Changes since take 2:
- fix a bug pointed by Jan, and updated the comments
journal_try_to_free_buffers() could race with jbd commit transaction when
the later is holding the buffer reference while waiting for the data buffer
to flush to disk. If the caller of journal_try_to_free_buffers() request
tries hard to release the buffers, it will treat the failure as error and return
back to the caller. We have seen the directo IO failed due to this race.

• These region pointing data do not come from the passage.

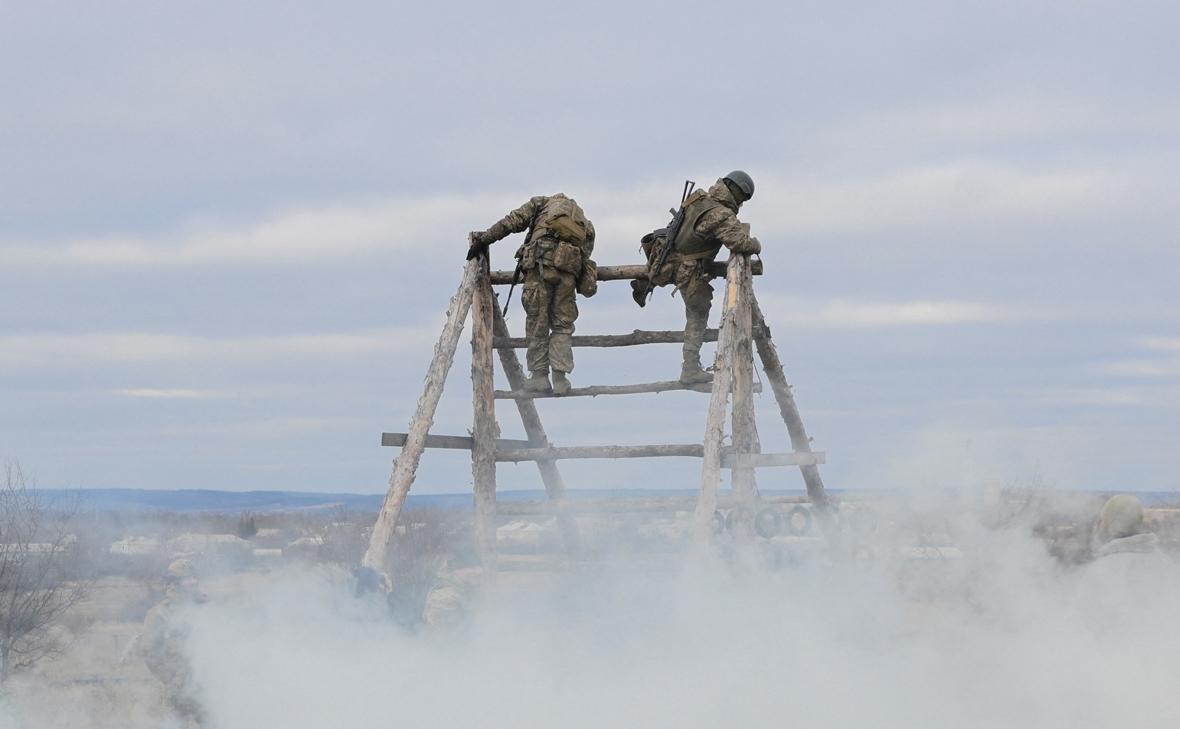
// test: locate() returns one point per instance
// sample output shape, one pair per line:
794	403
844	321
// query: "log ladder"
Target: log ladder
741	332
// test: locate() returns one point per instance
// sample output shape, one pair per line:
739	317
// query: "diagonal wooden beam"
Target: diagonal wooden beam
786	400
405	466
714	424
555	486
484	429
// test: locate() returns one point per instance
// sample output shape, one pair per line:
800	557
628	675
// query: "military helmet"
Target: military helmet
1121	516
742	181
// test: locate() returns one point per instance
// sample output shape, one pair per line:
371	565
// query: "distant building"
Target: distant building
137	546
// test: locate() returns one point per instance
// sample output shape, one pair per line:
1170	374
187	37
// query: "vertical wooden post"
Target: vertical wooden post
405	466
555	486
787	408
714	424
745	427
484	429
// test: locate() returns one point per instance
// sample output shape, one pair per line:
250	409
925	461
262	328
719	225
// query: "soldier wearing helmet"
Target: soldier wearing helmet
162	643
555	260
709	224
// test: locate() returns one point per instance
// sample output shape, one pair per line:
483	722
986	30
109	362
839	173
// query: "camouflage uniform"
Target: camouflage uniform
715	228
162	647
550	293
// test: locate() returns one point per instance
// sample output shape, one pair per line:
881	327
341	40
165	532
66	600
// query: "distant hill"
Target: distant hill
262	501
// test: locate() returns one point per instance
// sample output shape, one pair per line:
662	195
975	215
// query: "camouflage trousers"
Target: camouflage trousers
693	284
550	307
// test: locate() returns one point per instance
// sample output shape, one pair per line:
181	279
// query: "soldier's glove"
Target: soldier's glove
476	244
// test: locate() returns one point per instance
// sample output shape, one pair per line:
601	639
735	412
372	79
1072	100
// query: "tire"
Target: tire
767	521
733	517
863	520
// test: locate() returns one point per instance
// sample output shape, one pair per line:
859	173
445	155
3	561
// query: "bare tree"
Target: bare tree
39	572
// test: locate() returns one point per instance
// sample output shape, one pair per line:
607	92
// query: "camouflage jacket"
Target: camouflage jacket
532	216
720	227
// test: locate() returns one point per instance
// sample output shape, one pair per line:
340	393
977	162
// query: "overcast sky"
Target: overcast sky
229	231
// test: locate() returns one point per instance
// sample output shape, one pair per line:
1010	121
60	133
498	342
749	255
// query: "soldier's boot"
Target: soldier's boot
640	290
537	382
690	373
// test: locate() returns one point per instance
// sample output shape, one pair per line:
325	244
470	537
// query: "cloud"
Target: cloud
904	198
1109	396
936	195
151	393
1161	343
35	350
1142	368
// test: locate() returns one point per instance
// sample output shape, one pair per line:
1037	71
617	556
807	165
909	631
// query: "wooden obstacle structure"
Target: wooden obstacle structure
741	332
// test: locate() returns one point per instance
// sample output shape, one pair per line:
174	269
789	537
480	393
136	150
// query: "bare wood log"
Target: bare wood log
484	429
610	389
634	339
745	428
787	408
767	460
628	273
555	486
405	466
516	450
714	424
456	442
635	505
729	458
583	452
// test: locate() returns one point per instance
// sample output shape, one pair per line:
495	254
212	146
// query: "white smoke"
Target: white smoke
951	615
990	632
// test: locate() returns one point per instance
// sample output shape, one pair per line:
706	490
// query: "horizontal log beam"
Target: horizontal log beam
728	459
579	452
638	336
631	505
629	273
610	389
458	442
769	460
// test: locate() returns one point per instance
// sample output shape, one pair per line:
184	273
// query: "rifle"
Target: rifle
677	219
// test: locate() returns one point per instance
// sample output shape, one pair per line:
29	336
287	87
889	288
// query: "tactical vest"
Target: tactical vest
689	243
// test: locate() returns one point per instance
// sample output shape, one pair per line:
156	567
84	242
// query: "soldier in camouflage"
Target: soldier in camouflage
709	224
554	258
163	648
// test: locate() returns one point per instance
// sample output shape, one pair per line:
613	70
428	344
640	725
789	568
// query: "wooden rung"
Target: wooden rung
769	460
611	389
638	336
459	442
728	459
628	273
577	452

Some of the caller of releasepage() also expecting the buffer to be dropped
when passed with GFP_KERNEL mask to the releasepage()->journal_try_to_free_buffers().
With this patch, if the caller is passing the GFP_KERNEL to indicating this
call could wait, in case of try_to_free_buffers() failed, let's waiting for
journal_commit_transaction() to finish commit the current committing transaction
, then try to free those buffers again with journal locked.
Signed-off-by: Mingming Cao <cmm@us.ibm.com>
Reviewed-by: Badari Pulavarty <pbadari@us.ibm.com>
---
fs/jbd/transaction.c | 57 +++++++++++++++++++++++++++++++++++++++++++++++++--
mm/filemap.c | 3 --
2 files changed, 56 insertions(+), 4 deletions(-)
Index: linux-2.6.26-rc3/fs/jbd/transaction.c
===================================================================
--- linux-2.6.26-rc3.orig/fs/jbd/transaction.c 2008-05-21 16:17:51.000000000 -0700
+++ linux-2.6.26-rc3/fs/jbd/transaction.c 2008-05-21 16:20:11.000000000 -0700
@@ -1648,12 +1648,40 @@ out:
return;
}
+/*
+ * journal_try_to_free_buffers() could race with journal_commit_transaction()
+ * The later might still hold the reference count to the buffers when inspecting
+ * them on t_syncdata_list or t_locked_list.
+ *
+ * Journal_try_to_free_buffers() will call this function to
+ * wait for the current transaction to finish syncing data buffers, before
+ * try to free that buffer.
+ *
+ * Called with journal->j_state_lock hold.
+ */
+static void journal_wait_for_transaction_sync_data(journal_t *journal)
+{
+ transaction_t *transaction = NULL;
+ tid_t tid;
+
+ transaction = journal->j_committing_transaction;
+
+ if (!transaction)
+ return;
+
+ tid = transaction->t_tid;
+ spin_unlock(&journal->j_state_lock);
+ log_wait_commit(journal, tid);
+ spin_lock(&journal->j_state_lock);
+}
/**
* int journal_try_to_free_buffers() - try to free page buffers.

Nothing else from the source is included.